Considering some whole set I and a subset S with N = | S | elements, BBHash will compute a function f that maps S to some permutation {1, .., N} (which permutation is apparently implicitly determined by BBHash) and maps all other elements from i to the special Imax value of I.

Possible tests:

Given S and f, one can check whether the membership in S is correctly calculated for some arbitrary element of I.

You can also check that f (S) = {1, ..., N}.

I am assuming that the requested algorithm is designed to compute a set of samples S for N = 10 ^ 12 on the fly under a limited memory budget requiring a unique sequence of random numbers rather than monotonicity.

To quote fooobar.com/questions/47711 / ...

Probabilistic data structures cannot give you a definite answer, instead they provide you with a reasonable approximation of the answer and a way to approximate that estimate. They are extremely useful for big data and streaming applications as they allow you to significantly reduce the amount of memory you need (compared to the data structures that give you the exact answers).

In most cases, these data structures use hash functions to randomize items.
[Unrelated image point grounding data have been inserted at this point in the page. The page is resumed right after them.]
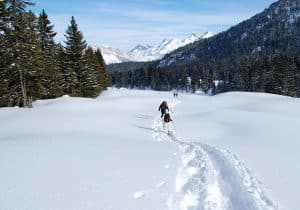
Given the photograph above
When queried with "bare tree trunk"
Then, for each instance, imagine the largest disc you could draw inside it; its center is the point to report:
(23, 90)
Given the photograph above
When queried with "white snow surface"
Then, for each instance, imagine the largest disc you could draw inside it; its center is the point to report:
(231, 151)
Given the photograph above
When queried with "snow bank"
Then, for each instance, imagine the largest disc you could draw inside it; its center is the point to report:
(110, 153)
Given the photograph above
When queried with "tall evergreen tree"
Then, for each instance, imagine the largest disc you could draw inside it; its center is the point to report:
(51, 73)
(20, 65)
(74, 49)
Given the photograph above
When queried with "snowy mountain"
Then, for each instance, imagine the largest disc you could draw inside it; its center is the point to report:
(267, 32)
(113, 55)
(148, 52)
(70, 163)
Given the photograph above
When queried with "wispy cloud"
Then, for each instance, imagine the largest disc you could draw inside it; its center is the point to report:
(127, 23)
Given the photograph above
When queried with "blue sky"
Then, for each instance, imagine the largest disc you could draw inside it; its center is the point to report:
(126, 23)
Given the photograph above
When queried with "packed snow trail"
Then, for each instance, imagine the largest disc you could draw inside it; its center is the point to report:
(211, 178)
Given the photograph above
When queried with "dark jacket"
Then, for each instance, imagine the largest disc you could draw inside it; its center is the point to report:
(167, 118)
(163, 107)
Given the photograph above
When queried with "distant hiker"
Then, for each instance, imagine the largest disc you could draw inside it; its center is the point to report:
(167, 121)
(163, 108)
(175, 94)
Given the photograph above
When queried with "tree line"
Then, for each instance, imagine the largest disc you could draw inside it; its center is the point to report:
(33, 66)
(277, 74)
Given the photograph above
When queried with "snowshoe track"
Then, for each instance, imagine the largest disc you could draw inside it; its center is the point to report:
(211, 178)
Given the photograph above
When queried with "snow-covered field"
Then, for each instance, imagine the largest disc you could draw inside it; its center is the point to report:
(231, 151)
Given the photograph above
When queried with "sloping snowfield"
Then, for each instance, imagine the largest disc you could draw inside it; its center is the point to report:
(231, 151)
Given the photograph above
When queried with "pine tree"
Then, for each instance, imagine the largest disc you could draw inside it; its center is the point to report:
(74, 49)
(21, 64)
(51, 73)
(102, 74)
(89, 87)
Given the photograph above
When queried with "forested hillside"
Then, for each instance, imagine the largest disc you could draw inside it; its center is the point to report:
(33, 66)
(260, 54)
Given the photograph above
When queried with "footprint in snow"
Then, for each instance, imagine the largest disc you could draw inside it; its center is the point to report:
(138, 195)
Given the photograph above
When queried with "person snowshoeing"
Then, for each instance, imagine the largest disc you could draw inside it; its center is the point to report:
(163, 108)
(167, 121)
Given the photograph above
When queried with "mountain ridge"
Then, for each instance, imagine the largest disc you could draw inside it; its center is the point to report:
(144, 53)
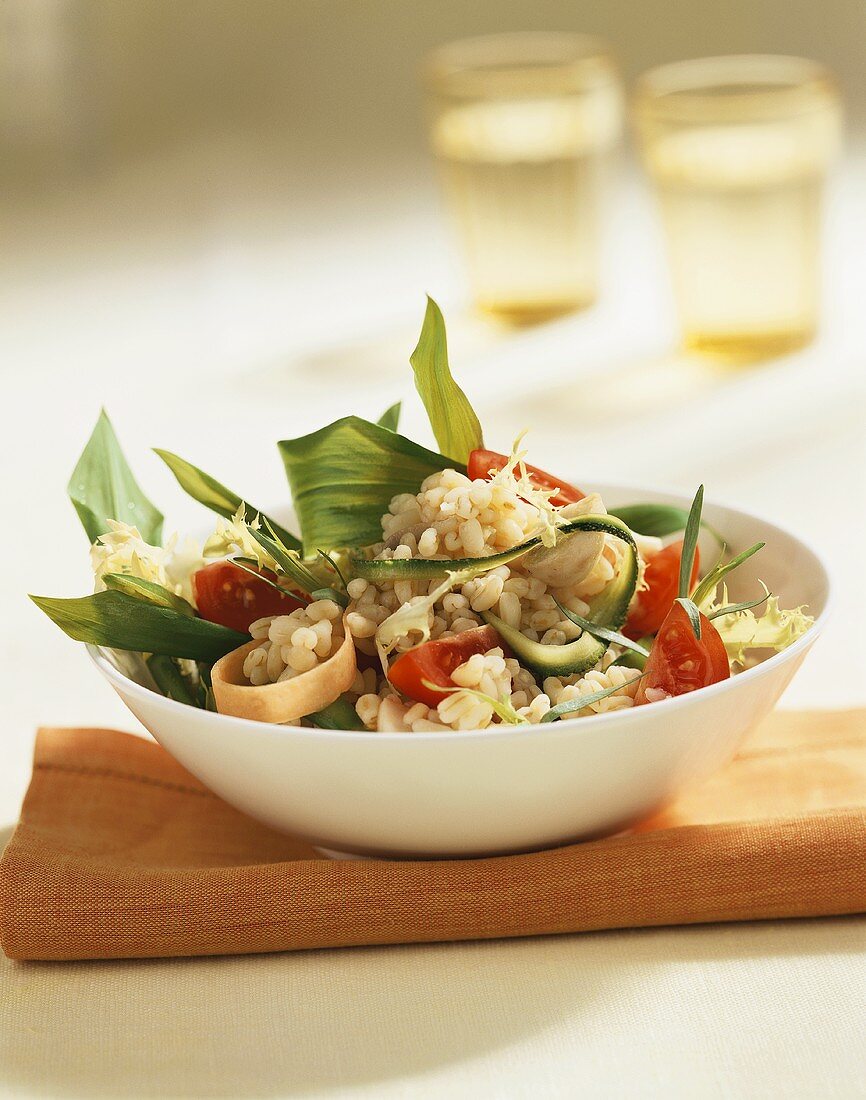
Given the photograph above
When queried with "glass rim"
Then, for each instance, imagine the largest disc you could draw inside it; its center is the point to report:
(732, 86)
(491, 65)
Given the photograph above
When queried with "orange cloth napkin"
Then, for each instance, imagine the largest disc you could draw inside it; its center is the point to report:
(120, 854)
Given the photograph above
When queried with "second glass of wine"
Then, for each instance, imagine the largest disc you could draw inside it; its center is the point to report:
(523, 128)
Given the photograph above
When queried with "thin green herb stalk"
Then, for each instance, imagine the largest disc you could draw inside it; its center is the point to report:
(746, 606)
(503, 710)
(690, 543)
(602, 631)
(691, 611)
(579, 704)
(658, 519)
(715, 575)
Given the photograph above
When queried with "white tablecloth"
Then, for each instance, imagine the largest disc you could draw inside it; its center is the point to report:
(215, 325)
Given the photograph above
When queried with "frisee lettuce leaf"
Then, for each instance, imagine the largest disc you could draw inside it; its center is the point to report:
(415, 616)
(102, 487)
(776, 628)
(452, 419)
(343, 475)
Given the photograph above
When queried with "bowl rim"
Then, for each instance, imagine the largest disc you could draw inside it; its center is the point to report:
(120, 680)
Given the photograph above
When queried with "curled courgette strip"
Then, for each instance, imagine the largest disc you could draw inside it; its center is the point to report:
(417, 569)
(287, 700)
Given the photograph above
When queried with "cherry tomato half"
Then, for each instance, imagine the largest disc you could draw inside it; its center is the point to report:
(482, 463)
(679, 662)
(654, 602)
(437, 660)
(227, 594)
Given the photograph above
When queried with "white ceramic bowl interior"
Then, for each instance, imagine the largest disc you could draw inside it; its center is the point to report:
(495, 790)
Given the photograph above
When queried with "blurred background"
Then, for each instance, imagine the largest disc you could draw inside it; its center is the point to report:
(219, 220)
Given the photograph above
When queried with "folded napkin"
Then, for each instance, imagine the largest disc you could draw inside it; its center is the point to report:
(121, 854)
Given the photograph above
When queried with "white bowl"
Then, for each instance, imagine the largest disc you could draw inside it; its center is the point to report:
(496, 790)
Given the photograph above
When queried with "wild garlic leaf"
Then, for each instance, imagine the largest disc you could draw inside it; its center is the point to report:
(694, 615)
(390, 418)
(216, 496)
(102, 487)
(343, 476)
(150, 591)
(452, 419)
(119, 620)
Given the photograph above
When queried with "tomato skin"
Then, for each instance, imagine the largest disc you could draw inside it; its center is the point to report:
(679, 662)
(436, 661)
(481, 462)
(662, 580)
(227, 594)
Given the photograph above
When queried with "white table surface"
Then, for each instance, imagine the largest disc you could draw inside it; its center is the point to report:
(211, 319)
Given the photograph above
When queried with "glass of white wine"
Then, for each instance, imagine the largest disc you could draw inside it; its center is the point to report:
(523, 127)
(738, 150)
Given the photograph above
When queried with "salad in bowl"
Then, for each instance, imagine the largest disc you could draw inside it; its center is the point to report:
(420, 591)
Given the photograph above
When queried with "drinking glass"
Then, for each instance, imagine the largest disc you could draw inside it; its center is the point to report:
(523, 127)
(738, 149)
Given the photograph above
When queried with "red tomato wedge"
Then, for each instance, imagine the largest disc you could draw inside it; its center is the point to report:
(436, 661)
(654, 603)
(227, 594)
(482, 463)
(679, 662)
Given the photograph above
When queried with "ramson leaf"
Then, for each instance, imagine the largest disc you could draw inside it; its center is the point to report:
(119, 620)
(148, 590)
(342, 479)
(102, 487)
(216, 496)
(452, 418)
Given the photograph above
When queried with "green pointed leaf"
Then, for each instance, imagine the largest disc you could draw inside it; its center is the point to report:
(390, 418)
(102, 487)
(216, 496)
(342, 479)
(148, 590)
(452, 418)
(171, 681)
(119, 620)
Because they ignore collisions, they keep the size constant, but that's also the reason they can't give you an exact value.

In the case of BBHash, a sequence of different hash functions h_i is used. Different h_i are applied until a collision occurs. This only works if the input is unique. It will only work if the implementation has sufficiently different h_i values ​​for a particular S.

+1


source


Let's call your universe random U values. First, that's a 64-bit signed integer range, so there are 2 ^ 64 possible values. Let's say the total number of sorted random values ​​needed to create the N you say is about 10 ^ 12.
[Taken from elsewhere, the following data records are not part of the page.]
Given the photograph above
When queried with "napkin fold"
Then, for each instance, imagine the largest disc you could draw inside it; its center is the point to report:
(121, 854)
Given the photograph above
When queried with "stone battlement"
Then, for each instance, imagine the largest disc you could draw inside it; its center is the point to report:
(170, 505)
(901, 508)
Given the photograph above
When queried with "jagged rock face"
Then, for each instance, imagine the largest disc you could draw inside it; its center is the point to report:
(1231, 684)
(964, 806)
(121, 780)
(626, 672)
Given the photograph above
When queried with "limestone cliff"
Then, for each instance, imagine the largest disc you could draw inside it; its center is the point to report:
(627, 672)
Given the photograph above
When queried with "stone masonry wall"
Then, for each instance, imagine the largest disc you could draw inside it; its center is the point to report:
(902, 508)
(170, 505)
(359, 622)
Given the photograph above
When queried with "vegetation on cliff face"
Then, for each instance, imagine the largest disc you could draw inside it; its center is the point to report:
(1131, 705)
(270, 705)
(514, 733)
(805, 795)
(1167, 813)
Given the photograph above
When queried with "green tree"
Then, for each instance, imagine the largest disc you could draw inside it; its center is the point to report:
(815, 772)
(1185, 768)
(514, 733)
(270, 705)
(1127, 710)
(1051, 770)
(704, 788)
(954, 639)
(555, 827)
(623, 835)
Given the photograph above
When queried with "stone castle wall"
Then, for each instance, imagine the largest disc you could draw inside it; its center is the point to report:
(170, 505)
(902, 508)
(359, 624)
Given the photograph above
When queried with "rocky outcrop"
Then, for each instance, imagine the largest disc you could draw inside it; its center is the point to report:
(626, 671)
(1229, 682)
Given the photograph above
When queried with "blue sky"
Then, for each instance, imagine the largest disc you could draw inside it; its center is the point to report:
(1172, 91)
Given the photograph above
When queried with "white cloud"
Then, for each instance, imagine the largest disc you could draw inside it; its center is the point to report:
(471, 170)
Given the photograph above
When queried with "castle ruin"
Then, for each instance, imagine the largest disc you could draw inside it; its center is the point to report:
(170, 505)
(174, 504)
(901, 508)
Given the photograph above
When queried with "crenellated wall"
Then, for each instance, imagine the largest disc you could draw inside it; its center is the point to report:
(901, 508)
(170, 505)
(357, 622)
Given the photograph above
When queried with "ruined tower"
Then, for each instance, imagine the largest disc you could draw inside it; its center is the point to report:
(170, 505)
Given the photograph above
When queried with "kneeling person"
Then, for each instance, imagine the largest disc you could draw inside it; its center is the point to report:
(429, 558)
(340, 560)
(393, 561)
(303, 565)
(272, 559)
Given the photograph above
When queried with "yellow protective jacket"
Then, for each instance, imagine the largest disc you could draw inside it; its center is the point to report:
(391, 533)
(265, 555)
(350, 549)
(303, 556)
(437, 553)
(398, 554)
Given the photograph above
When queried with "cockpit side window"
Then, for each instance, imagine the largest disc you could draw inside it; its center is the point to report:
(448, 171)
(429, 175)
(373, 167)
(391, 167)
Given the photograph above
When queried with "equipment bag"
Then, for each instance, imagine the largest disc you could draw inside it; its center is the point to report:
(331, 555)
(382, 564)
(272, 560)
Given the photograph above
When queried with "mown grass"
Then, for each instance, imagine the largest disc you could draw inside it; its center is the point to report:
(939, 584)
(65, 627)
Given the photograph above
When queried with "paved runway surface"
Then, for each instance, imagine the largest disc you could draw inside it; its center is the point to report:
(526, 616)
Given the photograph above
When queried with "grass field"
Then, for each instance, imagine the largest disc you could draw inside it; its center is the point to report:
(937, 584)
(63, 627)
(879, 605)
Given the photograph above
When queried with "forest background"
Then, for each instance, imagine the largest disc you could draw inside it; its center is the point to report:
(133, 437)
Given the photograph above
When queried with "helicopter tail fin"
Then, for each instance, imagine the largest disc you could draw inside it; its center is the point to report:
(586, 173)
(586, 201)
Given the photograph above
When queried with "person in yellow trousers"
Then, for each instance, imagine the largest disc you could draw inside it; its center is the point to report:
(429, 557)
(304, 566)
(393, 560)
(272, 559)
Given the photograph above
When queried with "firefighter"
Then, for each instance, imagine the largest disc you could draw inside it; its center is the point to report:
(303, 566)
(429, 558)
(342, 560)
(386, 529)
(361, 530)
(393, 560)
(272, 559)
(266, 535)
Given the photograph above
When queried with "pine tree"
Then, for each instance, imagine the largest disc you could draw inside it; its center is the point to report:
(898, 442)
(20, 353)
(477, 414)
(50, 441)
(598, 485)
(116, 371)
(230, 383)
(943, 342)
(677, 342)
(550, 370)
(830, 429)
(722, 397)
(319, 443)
Determine how reasonable the amount of memory is being used. Let's say your machine can allocate and use 1 GB without issue. These are 134,217,728 64-bit values. Call A (array size).

N / A = 7450.58 ... so round up to 7451 buckets and adjust A to ceiling (N / 7451) which is 134 210.173. Calculate R (bucket range) = U / 7451.
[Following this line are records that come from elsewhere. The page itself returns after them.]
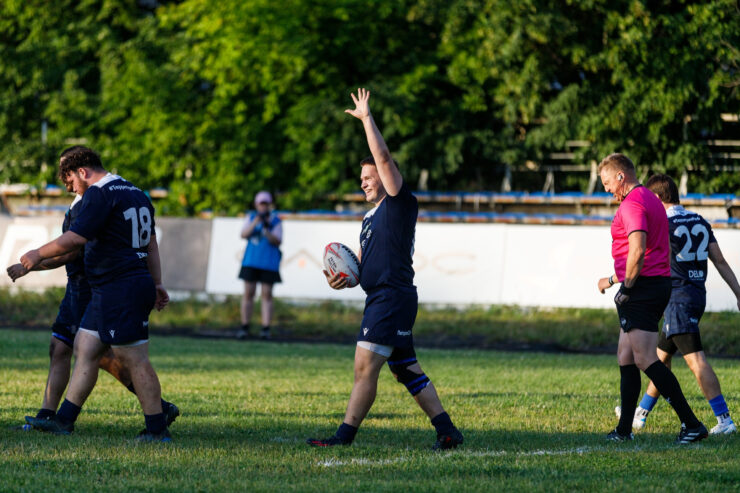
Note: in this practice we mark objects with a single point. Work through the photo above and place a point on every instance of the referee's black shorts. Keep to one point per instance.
(644, 309)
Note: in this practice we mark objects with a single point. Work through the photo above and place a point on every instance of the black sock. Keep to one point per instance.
(45, 413)
(346, 433)
(629, 389)
(155, 423)
(443, 424)
(68, 412)
(666, 383)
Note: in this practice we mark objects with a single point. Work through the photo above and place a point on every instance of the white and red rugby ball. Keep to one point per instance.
(338, 258)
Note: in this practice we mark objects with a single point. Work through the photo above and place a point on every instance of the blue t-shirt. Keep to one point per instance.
(118, 221)
(76, 267)
(260, 253)
(387, 243)
(690, 236)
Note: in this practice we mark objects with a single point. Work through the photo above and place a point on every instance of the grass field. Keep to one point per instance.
(532, 422)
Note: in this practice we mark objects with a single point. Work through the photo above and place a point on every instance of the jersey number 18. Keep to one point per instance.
(141, 226)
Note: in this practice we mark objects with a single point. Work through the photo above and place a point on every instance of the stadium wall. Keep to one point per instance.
(528, 265)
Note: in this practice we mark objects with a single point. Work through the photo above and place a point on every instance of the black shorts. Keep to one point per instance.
(686, 343)
(682, 318)
(73, 305)
(252, 274)
(646, 305)
(389, 317)
(119, 310)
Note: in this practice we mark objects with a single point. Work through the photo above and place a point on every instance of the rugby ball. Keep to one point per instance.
(338, 258)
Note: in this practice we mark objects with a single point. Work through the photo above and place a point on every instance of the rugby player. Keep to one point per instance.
(641, 252)
(115, 224)
(386, 275)
(692, 243)
(76, 297)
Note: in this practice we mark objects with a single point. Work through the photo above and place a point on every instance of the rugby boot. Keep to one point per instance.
(51, 425)
(724, 428)
(615, 436)
(691, 435)
(171, 412)
(326, 442)
(448, 441)
(148, 437)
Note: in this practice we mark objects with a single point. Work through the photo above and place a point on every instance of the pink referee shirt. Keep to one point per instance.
(641, 210)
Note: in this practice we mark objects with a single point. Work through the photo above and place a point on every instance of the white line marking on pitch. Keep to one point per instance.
(484, 453)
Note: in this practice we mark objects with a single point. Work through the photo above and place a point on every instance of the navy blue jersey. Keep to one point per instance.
(690, 237)
(118, 221)
(387, 242)
(76, 267)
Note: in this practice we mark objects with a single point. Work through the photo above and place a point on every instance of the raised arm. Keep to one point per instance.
(388, 171)
(724, 269)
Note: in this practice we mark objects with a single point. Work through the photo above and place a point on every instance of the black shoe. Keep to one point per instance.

Loop over 7451 buckets (B):
    Generate 134,210,173 random values in the range (0..R),
    inserting them into the array as they are produced. Binary
    insertion should be reasonable (N*log(N), just like generating
    them all then sorting, but you can use the insertion to catch
    duplicates so you don't need extra memory or time for that).

    Output the bucket of values, adding (B*R) to each.

      

You will miss N by several; if it is a critical value, then arbitrarily select the required number of buckets and remove one value from each.

0


source


10 ^ 12 is about 2 40, i.e. the average step between successive values ​​will be 2 ^ 24.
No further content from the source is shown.